Most routers or modem/router combination devices would be preset to the same 5GHz channel from the factory. If there are too many devices using the same channel, the interference could be causing the issues you noted.
Check again to see if the 5GHz SSID appears as available for all your clients once again.
Choosing a 5GHz Channel
The 5GHz band is divided into channels, and each channel used means more data can be carried in a transmission. More bandwidth can lead to faster speeds, but also increases the chances that something else nearby is also using that channel and interfering with your radio spectrum. WiFi bandwidth is measured in megahertz (MHz). The minimum channel width needed is 20 MHz.
5GHz Channel Widths
5 Ghz offers significantly more bandwidth than 2.4 GHz. All of the 5 GHz channels offered support at least 20MHz channel width without overlap.DATTO
When using 5 GHz, it is recommended to use at least 40 MHz channel width, as some client devices may not prefer 5 GHz unless it offers a greater channel width than 2.4 GHz.
The following 5 GHz channels are supported with 20MHz channel width:
If using 40 MHz channel width, the bandwidth of the following channel is used:
- 36 – 40
- 44 – 48
- 149 – 153
- 157 -161
If using 80 MHz channel width, the bandwidth of the following channel is used:
- 36 – 48
- 149 – 161
*Channel 165 only supports 20MHz channel width.
The wider the channel width used, the higher the chances that access points will overlap each other in the same radio spectrum.
- If you have a sparse network with a few access points and not a lot of users (home or small office): use 80MHz channel width to maximize per-client performance.
- If you have a dense network with a lot of access points and clients, then using 40MHz channel width may help reduce the chances that access points and clients interfere with each other.
While 5 GHz offers greater performance, its distance is reduced (compared to 2.4 GHz) and it may have a harder time penetrating through some obstructions.
5 GHz and Dynamic Frequency Selection (DFS)
5GHz also offers additional channels that require Dynamic Frequency Selection (DFS).
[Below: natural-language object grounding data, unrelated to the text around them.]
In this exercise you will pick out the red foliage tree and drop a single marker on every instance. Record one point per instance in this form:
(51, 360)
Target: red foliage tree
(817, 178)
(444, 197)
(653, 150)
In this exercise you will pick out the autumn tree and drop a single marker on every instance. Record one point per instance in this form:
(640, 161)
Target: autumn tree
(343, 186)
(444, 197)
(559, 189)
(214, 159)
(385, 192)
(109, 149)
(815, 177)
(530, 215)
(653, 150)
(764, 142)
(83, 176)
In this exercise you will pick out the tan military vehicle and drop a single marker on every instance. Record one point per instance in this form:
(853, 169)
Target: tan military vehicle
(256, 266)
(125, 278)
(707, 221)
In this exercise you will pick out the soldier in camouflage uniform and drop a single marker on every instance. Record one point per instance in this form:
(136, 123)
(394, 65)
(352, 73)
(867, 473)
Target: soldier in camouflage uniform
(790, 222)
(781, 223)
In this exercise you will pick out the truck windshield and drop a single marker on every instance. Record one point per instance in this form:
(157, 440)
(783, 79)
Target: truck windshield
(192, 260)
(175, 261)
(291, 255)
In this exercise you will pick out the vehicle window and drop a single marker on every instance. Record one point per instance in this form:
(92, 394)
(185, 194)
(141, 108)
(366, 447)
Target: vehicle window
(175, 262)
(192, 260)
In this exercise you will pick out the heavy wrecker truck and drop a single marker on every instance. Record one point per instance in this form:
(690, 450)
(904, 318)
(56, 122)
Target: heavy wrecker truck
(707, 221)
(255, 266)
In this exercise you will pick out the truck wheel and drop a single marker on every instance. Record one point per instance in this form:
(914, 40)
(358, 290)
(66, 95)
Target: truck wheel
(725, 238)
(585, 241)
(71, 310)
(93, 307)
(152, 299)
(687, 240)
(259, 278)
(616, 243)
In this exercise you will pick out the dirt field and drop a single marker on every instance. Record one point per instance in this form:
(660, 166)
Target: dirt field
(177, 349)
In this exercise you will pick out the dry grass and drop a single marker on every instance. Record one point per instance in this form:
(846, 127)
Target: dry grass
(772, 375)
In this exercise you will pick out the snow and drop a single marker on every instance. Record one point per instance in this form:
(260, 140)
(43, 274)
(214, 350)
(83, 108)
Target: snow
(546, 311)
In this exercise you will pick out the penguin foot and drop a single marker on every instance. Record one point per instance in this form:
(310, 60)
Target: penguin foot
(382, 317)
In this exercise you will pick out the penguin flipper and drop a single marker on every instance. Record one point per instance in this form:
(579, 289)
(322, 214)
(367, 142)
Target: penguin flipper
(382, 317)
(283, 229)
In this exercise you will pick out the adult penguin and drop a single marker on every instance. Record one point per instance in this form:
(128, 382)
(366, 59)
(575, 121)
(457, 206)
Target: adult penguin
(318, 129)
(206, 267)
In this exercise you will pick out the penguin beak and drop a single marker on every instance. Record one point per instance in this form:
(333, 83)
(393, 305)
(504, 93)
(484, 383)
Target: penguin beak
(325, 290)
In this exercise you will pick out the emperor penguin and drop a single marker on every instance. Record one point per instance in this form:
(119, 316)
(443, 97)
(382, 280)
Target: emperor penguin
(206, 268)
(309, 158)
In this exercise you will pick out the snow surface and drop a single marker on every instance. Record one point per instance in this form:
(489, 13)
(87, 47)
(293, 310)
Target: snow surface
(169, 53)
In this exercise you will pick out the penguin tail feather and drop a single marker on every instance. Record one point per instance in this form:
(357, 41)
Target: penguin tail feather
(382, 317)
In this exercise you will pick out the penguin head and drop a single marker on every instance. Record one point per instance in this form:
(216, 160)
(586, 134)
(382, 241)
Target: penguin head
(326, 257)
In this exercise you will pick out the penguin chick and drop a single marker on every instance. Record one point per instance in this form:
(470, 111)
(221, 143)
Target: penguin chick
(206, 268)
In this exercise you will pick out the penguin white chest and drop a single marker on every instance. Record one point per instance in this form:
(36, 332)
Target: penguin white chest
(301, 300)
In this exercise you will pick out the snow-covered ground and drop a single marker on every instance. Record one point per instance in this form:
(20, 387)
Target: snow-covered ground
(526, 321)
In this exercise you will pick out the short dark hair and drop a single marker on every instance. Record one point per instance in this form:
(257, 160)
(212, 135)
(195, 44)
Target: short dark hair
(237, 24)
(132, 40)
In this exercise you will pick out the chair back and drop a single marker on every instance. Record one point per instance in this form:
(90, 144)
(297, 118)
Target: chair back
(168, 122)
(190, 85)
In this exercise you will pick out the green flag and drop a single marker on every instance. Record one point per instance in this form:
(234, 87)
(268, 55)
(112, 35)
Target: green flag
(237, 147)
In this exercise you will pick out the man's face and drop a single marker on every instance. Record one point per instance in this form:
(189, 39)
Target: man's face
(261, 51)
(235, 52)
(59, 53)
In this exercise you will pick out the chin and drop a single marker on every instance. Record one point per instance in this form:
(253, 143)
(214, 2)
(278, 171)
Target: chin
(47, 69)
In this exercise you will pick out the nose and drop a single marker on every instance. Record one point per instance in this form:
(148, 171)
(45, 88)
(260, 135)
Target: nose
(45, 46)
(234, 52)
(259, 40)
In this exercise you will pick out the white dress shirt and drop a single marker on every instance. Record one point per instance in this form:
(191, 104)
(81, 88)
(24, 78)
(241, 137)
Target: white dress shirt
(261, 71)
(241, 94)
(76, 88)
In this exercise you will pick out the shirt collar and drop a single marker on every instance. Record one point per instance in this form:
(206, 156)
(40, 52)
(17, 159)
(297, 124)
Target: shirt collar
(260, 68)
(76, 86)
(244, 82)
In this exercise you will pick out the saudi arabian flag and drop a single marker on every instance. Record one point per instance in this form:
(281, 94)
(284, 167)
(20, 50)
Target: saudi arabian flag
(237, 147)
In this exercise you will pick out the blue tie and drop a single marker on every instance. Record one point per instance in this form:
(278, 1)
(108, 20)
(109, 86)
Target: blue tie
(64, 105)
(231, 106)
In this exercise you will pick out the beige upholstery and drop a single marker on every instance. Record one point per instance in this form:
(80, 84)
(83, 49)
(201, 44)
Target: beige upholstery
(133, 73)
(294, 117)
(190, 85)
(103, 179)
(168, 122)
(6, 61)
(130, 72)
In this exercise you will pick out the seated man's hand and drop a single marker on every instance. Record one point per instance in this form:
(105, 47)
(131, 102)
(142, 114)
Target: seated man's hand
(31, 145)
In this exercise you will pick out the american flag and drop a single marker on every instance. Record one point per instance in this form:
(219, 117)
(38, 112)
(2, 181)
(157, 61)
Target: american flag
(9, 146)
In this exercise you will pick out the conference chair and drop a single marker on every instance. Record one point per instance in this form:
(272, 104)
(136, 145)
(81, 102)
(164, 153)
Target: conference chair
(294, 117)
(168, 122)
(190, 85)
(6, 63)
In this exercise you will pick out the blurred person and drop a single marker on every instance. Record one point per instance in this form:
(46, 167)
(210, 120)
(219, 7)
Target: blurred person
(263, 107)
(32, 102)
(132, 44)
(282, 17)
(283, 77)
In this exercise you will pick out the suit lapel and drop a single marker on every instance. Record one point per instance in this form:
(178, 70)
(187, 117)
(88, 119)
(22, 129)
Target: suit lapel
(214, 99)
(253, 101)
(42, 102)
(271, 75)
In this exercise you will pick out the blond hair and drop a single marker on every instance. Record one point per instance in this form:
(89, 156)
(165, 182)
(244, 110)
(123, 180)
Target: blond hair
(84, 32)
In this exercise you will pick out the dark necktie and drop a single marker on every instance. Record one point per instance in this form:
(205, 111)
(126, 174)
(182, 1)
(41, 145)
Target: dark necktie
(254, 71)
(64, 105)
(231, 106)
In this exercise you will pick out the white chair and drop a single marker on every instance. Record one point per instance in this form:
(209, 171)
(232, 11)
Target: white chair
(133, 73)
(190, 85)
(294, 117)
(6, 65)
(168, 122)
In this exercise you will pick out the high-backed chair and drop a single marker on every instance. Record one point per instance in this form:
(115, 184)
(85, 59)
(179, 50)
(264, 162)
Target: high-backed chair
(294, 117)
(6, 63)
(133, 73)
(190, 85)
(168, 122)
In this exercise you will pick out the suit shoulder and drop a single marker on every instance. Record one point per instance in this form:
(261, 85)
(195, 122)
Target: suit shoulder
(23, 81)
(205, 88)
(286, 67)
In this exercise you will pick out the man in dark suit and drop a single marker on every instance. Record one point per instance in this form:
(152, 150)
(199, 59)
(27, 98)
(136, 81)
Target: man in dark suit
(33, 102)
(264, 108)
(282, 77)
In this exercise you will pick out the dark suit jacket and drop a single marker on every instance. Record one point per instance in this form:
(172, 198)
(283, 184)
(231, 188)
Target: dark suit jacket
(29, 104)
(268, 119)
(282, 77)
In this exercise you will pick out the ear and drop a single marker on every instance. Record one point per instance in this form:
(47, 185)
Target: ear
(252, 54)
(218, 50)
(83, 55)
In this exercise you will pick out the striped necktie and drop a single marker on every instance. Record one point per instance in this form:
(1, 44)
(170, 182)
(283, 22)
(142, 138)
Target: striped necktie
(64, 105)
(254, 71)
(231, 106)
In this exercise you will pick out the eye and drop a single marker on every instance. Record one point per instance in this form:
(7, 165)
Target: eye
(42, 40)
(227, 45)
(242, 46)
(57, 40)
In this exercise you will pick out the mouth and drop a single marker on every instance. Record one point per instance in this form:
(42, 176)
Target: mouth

DFS allows the access point to switch channels if it detects military or weather radar already in use on the channel. DFS is live as of access point firmware version 6.5.3
Move the router or device
If you have tried every combination of channels/control channels, and it still cuts out on all different channels, and your WiFi analyzer doesn’t show any other 5Ghz signals that would interfere:
- Turn off and turn on the WiFi of the device you are trying to connect
- Restart the device
- Restart the modem/router
- Log in as the administrator of the router and make sure you have the right WiFi password
- Make sure the router is 10 feet or less from the modem, repeater, or device. 5GHz doesn’t permeate obstacles very well.
Check the WiFi LED
If you made sure that the 5GHz band is enabled and that the channel that the router is using is allowed in your area, then you can have a look at the LED dedicated for the 5GHz WiFi and see if it’s turned off – if it is indeed disabled, then it may be a hardware failure that may require you to send the unit back or, if you’re lucky, it could be just a temporary problem that can be solved with a simple restart.
When in doubt, reboot
Sometimes when a router drops the 5GHz connection and the 2.4 GHz band continues to work fine, try the old standby: reboot the router. This often fixes (temporarily the problem, particularly if the problem is a full buffer on the router. Meanwhile, keep an eye out for a firmware upgrade.